Verizon and AT&T are hoping that their investment in improving 5G technology will yield promising results. In this regard, two companies have started working on C-band; But there seem to be obstacles in the way. The band, which covers the middle frequency range, is likely to have side effects, one of which is the effect on aircraft altimeters.
In fact, to land the aircraft, the pilot uses a radio altimeter to find out how high the plane is above the ground, and when the runway leaves the pilot’s field of vision, he performs the landing operation with complete safety. The Federal Aviation Administration has now banned 6,834 aircraft and helicopters from landing at airports where 5G intermediate bandwidth waves are likely to interfere with these radio altimeters.
The US Federal Aviation Administration (FAA) said on Tuesday that thousands of US aircraft (and some helicopters) could not use many of the guided and automated landing systems designed to operate in poor visibility conditions and that there was insufficient frequency interference. Which interferes with the operation of the radio altimeter and misleads the pilots. Lynn LansfordA spokesman for the organization told Varj News Agency:
Aircraft landing in poor visibility conditions may be limited due to concerns about the impact of 5G waves on the aircraft’s radio altimeter accuracy, unless steps are taken to reduce the effects of these waves.
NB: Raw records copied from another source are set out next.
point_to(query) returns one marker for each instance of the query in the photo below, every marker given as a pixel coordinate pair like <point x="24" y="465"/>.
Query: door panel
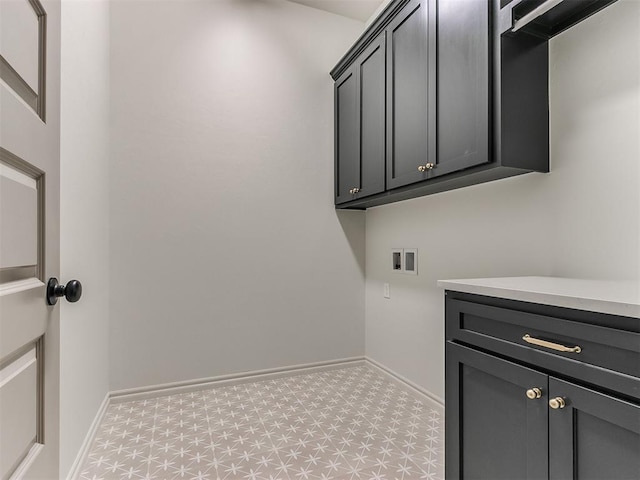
<point x="19" y="414"/>
<point x="493" y="418"/>
<point x="371" y="81"/>
<point x="29" y="238"/>
<point x="595" y="436"/>
<point x="463" y="84"/>
<point x="347" y="131"/>
<point x="411" y="90"/>
<point x="23" y="45"/>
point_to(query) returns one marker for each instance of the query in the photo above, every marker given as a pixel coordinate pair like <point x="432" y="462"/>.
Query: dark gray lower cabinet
<point x="594" y="437"/>
<point x="494" y="431"/>
<point x="517" y="410"/>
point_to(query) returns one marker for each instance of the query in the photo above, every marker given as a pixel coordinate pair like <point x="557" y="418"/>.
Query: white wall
<point x="84" y="219"/>
<point x="581" y="220"/>
<point x="226" y="252"/>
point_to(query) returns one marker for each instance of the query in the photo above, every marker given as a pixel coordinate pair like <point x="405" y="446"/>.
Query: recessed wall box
<point x="397" y="255"/>
<point x="411" y="261"/>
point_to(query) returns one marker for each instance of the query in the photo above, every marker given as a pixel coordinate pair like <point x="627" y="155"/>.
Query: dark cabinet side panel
<point x="463" y="85"/>
<point x="372" y="96"/>
<point x="410" y="93"/>
<point x="494" y="431"/>
<point x="347" y="164"/>
<point x="594" y="437"/>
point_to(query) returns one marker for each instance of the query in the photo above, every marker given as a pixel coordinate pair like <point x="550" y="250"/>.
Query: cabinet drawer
<point x="596" y="354"/>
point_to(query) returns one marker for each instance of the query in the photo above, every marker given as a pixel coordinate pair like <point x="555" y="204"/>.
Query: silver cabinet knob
<point x="534" y="393"/>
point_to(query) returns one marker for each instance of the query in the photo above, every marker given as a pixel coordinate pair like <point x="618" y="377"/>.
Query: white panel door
<point x="29" y="237"/>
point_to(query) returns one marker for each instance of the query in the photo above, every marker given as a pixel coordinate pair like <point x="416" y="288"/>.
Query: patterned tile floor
<point x="348" y="423"/>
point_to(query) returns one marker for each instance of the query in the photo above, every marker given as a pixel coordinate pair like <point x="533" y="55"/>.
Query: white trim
<point x="74" y="472"/>
<point x="150" y="391"/>
<point x="405" y="381"/>
<point x="24" y="466"/>
<point x="17" y="176"/>
<point x="16" y="367"/>
<point x="20" y="286"/>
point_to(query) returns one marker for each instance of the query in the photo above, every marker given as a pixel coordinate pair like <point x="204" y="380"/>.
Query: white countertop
<point x="605" y="296"/>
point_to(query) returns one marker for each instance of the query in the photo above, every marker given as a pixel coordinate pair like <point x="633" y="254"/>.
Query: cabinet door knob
<point x="534" y="393"/>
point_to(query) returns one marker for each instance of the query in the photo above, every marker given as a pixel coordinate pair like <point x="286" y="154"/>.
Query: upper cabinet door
<point x="463" y="84"/>
<point x="411" y="93"/>
<point x="371" y="83"/>
<point x="592" y="435"/>
<point x="347" y="132"/>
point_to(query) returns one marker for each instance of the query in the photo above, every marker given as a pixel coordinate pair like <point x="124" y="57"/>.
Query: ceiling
<point x="356" y="9"/>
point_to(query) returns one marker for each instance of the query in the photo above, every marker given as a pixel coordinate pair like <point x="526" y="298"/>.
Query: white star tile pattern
<point x="350" y="423"/>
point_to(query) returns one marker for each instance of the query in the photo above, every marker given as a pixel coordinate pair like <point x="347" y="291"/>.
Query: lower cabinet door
<point x="494" y="430"/>
<point x="593" y="436"/>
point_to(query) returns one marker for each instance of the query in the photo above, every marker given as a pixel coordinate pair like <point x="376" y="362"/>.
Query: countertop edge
<point x="547" y="298"/>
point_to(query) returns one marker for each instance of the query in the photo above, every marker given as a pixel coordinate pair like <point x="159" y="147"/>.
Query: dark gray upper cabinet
<point x="467" y="97"/>
<point x="464" y="85"/>
<point x="347" y="172"/>
<point x="411" y="92"/>
<point x="360" y="126"/>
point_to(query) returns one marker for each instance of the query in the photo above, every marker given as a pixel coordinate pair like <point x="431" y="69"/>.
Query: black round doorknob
<point x="72" y="291"/>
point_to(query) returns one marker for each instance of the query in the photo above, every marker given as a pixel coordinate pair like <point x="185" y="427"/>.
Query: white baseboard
<point x="403" y="380"/>
<point x="150" y="391"/>
<point x="74" y="472"/>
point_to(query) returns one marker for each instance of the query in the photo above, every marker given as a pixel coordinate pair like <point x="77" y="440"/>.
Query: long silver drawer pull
<point x="553" y="346"/>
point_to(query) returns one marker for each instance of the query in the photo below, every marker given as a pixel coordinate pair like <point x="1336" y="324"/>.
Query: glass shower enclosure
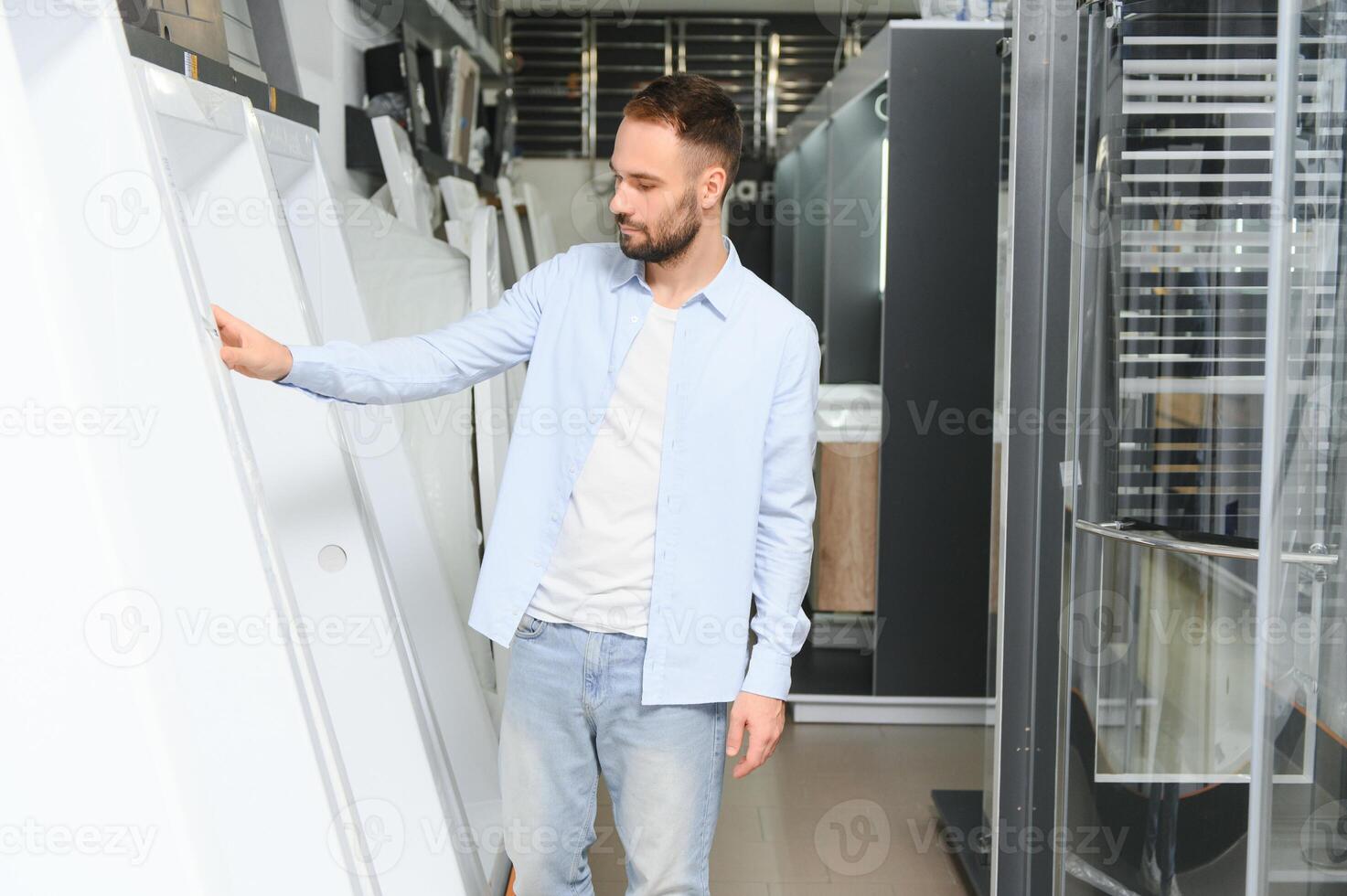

We are committed to working with our wireless operators as well as our in-house partners to ensure that the most appropriate measures are taken to prevent flight disruptions.
Part of the FAA’s written explanation states that the new restrictions may prevent aircraft from being sent to destinations with unfavorable or unsightly weather conditions, and even force the pilot to return if he realizes that a flight has been made to one of these destinations; An issue that will delay flights; Of course, the recent ruling allows airlines and pilots to fly to destinations with specific conditions if it is proven that the altimeter of their fleet aircraft is not affected by radio signals.
It is not yet clear which airports may restrict the landing of aircraft sensitive to the 5G frequency band; But it can be speculated that this restriction will apply in areas that are predominantly located in densely populated US cities and where telecommunications companies are establishing a 5G middleband. The Federal Aviation Administration plans to issue a warning for certain airports in the future.
Verizon and AT&T agreed to postpone the launch of the C-band for the next one month (January 2022) and also suggested that the capacity of 5G towers be reduced by six months to address concerns. In general, telecom operators and the CTIA Association believe that there is no good reason to be afraid of interference; But the FAA has not yet been convinced. The American Aerospace Industry Association also wrote a letter to the FCC stating that the operators’ proposal to reduce the power of the waves was not enough and did not meet the requirements for safe landing of aircraft.
Concerns are raised about interference with the aircraft landing process while the C-band and radio altimeters do not actually operate in the same frequency range; But their boundaries are close enough to create such fear. One solution is to use a band filter for altimeters; But organizations such as the Aviation Radio Technical Commission (RTCA) have warned that it could take years to obtain permits and make changes to aircraft.